Gemma 4 benchmarks / details:
https://github.com/andrei-ace/llama.cpp/tree/turboquant-gemma/benches/tq-metal
Qwen per-layer / outlier-aware PPL results:
https://github.com/ggml-org/llama.cpp/discussions/21297
Gemma 4 comparison point in the TurboQuant thread:
https://github.com/ggml-org/llama.cpp/discussions/20969#discussioncomment-16450839
Overall-Somewhere760@reddit
Wait. Has llamacpp already merged the turboquant support ? Or you guys using some forks ?
akavel@reddit
he's linking a fork in the post.
paperboyg0ld@reddit
TurboQuant is also working very well on other topologies like SSM and Linear RNN for me.
Jemito2A@reddit
This is exactly what we've been waiting for. Running a bio-inspired autonomous system 24/7 on a single 5070 Ti
(16GB), and VRAM is our hard limit — we can only load one model at a time.
We use gemma4:e4b for introspective tasks and qwen3.5:9b for everything else. The problem: when Ollama swaps between
them, both stay cached in VRAM (\~9.6 + 6.6 = 16.2GB). Today that caused a TDR crash (VIDEO_TDR_FAILURE with
STATUS_INSUFFICIENT_RESOURCES). We had to build a VRAM watchdog that auto-unloads models when usage exceeds 85%.
TurboQuant KV cache compression would be a game changer for us — not just for longer context, but because smaller KV
cache means less VRAM pressure during model transitions.
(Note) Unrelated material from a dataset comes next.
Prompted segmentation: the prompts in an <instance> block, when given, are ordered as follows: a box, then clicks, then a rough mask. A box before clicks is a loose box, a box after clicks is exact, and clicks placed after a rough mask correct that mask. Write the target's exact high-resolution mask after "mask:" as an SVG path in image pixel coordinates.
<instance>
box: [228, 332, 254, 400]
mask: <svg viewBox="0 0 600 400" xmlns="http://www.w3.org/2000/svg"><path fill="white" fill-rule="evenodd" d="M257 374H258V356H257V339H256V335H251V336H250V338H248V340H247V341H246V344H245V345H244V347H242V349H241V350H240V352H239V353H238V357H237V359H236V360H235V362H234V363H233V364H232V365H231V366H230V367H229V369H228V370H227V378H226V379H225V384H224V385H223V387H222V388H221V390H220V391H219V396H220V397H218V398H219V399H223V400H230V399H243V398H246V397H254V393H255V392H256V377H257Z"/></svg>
The +34% speed gain at 131K context is impressive but
honestly, even at 8K context, freeing up 2-3GB of VRAM would let us run two models simultaneously for the first time.
Tracking the llama.cpp discussion and the Ollama PR closely. Any ETA on when this might land in Ollama builds?
Rich_Artist_8327@reddit
Could you do similar testing with professional inferencing engines like vLLM? Would be useful for those who use LLMs in production, not at home.
Fearless-Wear8100@reddit (OP)
I haven’t tested vLLM yet, so I can’t speak to exact engine-specific numbers. But I’d expect the main findings to transfer, because the important part here seems to be the calibration, not llama.cpp itself.
What I found is that calibration is architecture-specific, not weight-specific: the set of “important” / outlier channels is mostly determined by the model architecture, and calibrating on fp16 / q8_0 / q4_k_m versions of the same model gave 96%+ identical channel selections.
So in practice you can probably calibrate once and reuse the same channel ordering / outlier split across quantizations of the same model. The main caveat is that calibration has to be done pre-RoPE — post-RoPE gave garbage because RoPE changes the channel variance structure. And you don’t need much data either: PTB train with around 4096 tokens was already enough.
Sabin_Stargem@reddit
There is an extensive thread about Turbo Quant for LlamaCCP, and discussions are starting to move towards how to get TQ tweaked for model families.
https://github.com/ggml-org/llama.cpp/discussions/20969
dsanft@reddit
There's some very weird shit going on in that thread.
fragment_me@reddit
LLMs talking to LLMs.
imp_12189@reddit
It's not in yet.
https://github.com/vllm-project/vllm/issues/38171
Sweet-Argument-7343@reddit
Will Turboquant affect the quality of smaller models like Gemma 26B and 4B as well on local hardware?
Gringe8@reddit
How do you know if its better than the public fork when you arent doing the same benchmark?
GWGSYT@reddit
well google made both
Fearless-Wear8100@reddit (OP)
Yeah, exactly. That’s why I pushed the quantization pretty aggressively - I had a feeling QJL might actually work on Gemma, unlike what people were seeing on other models.
Sambojin1@reddit
See if you can still make a q4_0_4_4 gguf.out.of.it. it'll be funny as fuck!